Susan Rice and Samantha Power: Is Obama Gearing Up For More Interventions?

Impact

News emerged on Wednesday from Washington, D.C. that Susan Rice will replace Tom Donilon as President Obama’s national security adviser. Rice has served as the U.S. ambassador to the United Nations since 2009 and recently withdrew her own nomination for Secretary of State amid fierce accusations from Senate Republicans that she played a central role in spreading false talking points about last September’s attacks on an American consulate in Benghazi, Libya. Administration officials have also indicated that the president will nominate Samantha Power, the current senior director for multilateral affairs and human rights on the National Security Council, to fill Rice’s shoes at the United Nations.

While Rice’s promotion does not require Senate approval, Power’s does and will likely elicit firm opposition from Senate Republicans, considering both Power’s support for intervention in Libya’s civil war and her rather radical liberal foreign policy outlook, which advocates for aggressive U.S. intervention in order to curb humanitarian crises. While largely misguided, however, a successful conservative block of Power's nomination could prompt a wise movement away from U.S. interventionism in the coming years as America enters an era of international retrenchment due to continuing war-weariness and a rapidly increasing national debt.

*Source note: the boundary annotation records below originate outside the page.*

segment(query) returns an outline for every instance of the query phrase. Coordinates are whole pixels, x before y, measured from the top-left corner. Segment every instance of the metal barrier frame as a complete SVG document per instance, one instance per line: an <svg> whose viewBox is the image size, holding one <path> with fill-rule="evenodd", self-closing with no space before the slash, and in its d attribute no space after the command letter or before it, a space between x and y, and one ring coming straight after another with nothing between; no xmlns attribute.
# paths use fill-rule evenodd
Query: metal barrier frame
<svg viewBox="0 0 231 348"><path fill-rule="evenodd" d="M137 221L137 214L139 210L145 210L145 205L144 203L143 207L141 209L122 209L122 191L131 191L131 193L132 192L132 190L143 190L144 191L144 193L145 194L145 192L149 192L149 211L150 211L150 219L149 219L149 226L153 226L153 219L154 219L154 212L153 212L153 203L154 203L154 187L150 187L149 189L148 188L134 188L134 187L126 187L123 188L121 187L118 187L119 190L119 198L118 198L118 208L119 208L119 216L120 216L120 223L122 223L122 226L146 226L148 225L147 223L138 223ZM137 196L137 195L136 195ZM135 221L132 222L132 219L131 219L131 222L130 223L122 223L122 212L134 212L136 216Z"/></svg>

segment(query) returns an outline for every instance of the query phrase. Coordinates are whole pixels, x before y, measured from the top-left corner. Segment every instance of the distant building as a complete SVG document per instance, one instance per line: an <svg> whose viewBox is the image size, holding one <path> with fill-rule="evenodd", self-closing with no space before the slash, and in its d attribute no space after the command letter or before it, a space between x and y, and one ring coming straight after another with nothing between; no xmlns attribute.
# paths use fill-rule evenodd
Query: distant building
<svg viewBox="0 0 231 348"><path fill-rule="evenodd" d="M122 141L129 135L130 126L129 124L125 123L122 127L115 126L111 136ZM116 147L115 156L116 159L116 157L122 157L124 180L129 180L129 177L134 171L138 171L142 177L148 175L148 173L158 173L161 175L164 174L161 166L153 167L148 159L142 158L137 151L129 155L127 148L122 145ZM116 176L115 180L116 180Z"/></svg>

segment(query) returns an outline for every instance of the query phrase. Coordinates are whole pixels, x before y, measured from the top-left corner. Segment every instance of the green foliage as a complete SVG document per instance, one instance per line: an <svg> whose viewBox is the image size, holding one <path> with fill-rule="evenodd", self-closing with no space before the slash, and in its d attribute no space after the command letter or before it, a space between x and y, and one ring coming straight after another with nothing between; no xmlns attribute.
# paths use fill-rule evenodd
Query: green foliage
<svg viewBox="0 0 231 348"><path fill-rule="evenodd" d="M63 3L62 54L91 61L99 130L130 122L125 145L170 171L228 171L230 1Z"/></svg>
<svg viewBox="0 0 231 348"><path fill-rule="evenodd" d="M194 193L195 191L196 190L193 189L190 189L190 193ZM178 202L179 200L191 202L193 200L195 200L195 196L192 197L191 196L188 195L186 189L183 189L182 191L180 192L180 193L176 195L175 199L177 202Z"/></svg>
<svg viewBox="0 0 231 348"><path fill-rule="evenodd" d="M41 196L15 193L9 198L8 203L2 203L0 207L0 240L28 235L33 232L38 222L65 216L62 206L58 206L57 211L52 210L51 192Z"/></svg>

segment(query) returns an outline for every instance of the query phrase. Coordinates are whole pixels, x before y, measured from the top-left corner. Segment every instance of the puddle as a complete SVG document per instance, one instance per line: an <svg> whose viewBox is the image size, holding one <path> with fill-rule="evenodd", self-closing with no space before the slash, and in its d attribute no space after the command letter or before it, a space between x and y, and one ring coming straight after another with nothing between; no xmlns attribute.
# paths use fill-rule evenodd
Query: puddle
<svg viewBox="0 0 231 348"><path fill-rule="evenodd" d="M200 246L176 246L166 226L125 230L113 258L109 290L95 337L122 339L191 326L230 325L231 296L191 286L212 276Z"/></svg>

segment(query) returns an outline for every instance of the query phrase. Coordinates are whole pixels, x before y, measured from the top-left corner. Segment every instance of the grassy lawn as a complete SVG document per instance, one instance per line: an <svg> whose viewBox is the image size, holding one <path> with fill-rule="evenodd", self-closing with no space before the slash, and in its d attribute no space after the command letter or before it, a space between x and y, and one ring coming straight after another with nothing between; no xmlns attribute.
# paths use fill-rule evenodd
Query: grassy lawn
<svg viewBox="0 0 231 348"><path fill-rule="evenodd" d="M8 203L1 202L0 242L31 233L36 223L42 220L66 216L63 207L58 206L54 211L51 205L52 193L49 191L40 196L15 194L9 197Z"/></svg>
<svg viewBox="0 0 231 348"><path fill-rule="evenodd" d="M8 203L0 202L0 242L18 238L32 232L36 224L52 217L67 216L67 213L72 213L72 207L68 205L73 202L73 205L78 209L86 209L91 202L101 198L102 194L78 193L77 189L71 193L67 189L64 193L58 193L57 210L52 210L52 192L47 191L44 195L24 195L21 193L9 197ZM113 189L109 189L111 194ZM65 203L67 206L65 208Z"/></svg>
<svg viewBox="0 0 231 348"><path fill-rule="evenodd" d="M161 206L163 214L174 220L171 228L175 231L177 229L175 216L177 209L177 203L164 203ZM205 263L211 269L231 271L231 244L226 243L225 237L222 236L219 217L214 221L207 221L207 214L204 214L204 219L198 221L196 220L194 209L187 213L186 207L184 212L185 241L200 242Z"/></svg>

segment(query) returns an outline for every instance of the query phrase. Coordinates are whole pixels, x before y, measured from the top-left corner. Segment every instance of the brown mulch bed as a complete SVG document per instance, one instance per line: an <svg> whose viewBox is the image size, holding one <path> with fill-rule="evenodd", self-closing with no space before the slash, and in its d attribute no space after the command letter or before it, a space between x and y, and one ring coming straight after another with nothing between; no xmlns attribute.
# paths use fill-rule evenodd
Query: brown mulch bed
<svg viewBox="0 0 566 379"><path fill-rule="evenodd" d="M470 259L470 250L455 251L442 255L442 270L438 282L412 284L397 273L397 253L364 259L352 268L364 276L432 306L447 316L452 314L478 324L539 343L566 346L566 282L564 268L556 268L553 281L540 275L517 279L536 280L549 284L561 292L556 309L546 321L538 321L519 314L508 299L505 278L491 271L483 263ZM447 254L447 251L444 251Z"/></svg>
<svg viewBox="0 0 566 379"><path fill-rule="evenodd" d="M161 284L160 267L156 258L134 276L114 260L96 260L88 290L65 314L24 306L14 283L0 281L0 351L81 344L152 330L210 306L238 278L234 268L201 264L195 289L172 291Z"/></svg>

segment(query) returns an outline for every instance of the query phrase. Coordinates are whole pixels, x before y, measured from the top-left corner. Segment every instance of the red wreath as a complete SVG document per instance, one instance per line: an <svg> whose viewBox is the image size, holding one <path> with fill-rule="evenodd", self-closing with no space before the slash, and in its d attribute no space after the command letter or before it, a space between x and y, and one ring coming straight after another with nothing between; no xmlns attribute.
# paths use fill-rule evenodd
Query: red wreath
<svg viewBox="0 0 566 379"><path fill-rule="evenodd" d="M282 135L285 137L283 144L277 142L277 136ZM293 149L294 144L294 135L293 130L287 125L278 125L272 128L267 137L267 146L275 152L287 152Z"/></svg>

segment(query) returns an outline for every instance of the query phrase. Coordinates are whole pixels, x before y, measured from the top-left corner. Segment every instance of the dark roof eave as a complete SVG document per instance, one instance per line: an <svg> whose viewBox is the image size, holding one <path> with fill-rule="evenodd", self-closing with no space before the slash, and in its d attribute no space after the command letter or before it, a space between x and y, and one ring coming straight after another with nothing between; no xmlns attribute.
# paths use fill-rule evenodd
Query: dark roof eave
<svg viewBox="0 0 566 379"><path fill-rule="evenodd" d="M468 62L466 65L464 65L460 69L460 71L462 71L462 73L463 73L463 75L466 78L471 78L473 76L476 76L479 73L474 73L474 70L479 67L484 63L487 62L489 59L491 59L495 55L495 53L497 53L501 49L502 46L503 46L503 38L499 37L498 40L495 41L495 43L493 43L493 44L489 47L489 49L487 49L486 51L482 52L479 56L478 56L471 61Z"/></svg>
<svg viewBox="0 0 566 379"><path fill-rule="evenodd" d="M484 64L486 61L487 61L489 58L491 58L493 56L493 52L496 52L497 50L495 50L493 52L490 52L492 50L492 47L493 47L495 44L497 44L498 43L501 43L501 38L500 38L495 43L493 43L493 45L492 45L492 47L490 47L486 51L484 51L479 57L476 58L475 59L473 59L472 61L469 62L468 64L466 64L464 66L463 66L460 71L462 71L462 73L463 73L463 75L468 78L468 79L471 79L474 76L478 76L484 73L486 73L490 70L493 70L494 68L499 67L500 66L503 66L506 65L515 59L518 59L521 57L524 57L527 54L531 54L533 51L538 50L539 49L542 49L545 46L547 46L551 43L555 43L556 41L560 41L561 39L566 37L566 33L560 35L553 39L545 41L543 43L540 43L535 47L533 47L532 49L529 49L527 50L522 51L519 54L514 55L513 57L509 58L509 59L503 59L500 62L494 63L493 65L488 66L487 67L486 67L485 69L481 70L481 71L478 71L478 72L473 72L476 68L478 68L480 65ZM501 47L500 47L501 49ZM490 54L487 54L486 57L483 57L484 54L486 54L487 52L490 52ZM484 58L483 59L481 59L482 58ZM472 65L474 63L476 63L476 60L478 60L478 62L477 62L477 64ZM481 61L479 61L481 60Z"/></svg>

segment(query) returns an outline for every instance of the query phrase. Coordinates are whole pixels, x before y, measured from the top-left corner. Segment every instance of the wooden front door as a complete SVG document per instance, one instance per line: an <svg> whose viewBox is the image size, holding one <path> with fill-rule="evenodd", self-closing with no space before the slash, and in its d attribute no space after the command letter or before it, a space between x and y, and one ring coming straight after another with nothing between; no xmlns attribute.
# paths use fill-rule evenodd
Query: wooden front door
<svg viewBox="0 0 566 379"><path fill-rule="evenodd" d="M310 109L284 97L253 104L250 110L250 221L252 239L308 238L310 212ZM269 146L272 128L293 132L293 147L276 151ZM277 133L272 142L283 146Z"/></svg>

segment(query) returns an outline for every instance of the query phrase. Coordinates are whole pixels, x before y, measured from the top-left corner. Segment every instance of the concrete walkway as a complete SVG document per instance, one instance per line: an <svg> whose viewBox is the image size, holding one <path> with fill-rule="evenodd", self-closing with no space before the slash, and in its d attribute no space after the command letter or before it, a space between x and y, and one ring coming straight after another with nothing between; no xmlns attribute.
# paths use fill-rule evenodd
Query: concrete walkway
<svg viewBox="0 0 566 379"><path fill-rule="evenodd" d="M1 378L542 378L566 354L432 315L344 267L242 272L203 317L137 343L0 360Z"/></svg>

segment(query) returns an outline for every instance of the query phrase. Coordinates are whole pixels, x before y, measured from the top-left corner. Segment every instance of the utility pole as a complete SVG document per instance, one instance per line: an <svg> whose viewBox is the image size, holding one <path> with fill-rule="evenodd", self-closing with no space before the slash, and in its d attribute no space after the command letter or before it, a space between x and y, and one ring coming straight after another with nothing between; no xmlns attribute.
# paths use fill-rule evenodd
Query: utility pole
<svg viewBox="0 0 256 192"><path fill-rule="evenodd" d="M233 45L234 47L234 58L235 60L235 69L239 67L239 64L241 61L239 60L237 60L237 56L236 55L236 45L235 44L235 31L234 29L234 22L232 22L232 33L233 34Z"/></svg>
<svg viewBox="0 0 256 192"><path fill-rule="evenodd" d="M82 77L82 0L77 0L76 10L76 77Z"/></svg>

Conservative opposition to Power’s nomination is misguided because her liberal, interventionist foreign policy outlook will naturally prompt her to look towards the United Nations as a central player in mediating international crises that might otherwise require costly unilateral or limited multi-lateral U.S. intervention. Accordingly, as conservatives hope to reduce government spending, strengthening the UN prerogative to intervene in situations like Libya could present a first step in helping the U.S. further disperse both the financial burden and long-term accountability of international interventions. Furthermore, even beyond this potential alignment of conservative and liberal foreign policy interests, Powers has a long-tested record of expertise in working to prevent genocide, embark on humanitarian relief, and strengthen international organizations, all of which make her a more than adequate candidate to serve as the U.S.’s ambassador to UN, an organization that is dedicated to international cooperation and multilateral policy concerns.

The danger of Power’s nomination, however, emerges when her movement into the UN is juxtaposed with Rice’s promotion to national security adviser. Like Power, Rice witnessed the tragic genocide in Rwanda that was allowed to occur through the inaction of the Clinton administration, which Rice was a part of, and has since expressed that she would support “dramatic action” for intervention that would prevent such a tragedy from ever re-occurring in the future. Combined with Power’s potentially aggressive advocacy for humanitarian and UN-centered intervention, Rice’s similar dedication to this type of intervention would undoubtedly strengthen the number of voices around the president encouraging involvement in complex international issues that the United States may not have the money or manpower to mitigate effectively.

Especially considering that Rice will serve as the primary conduit through which the president is educated on virtually all national-security threats, her potential bias towards intervention along with Power’s aggressive United Nations diplomacy could combine to make humanitarian interventions more politically tenable, and therefore more frequent. With this danger in mind, if conservatives choose to block Power’s nomination, they may unintentionally succeed in saving the United States from UN-facilitated international overreach during an era of massive debts and enduring war-weariness.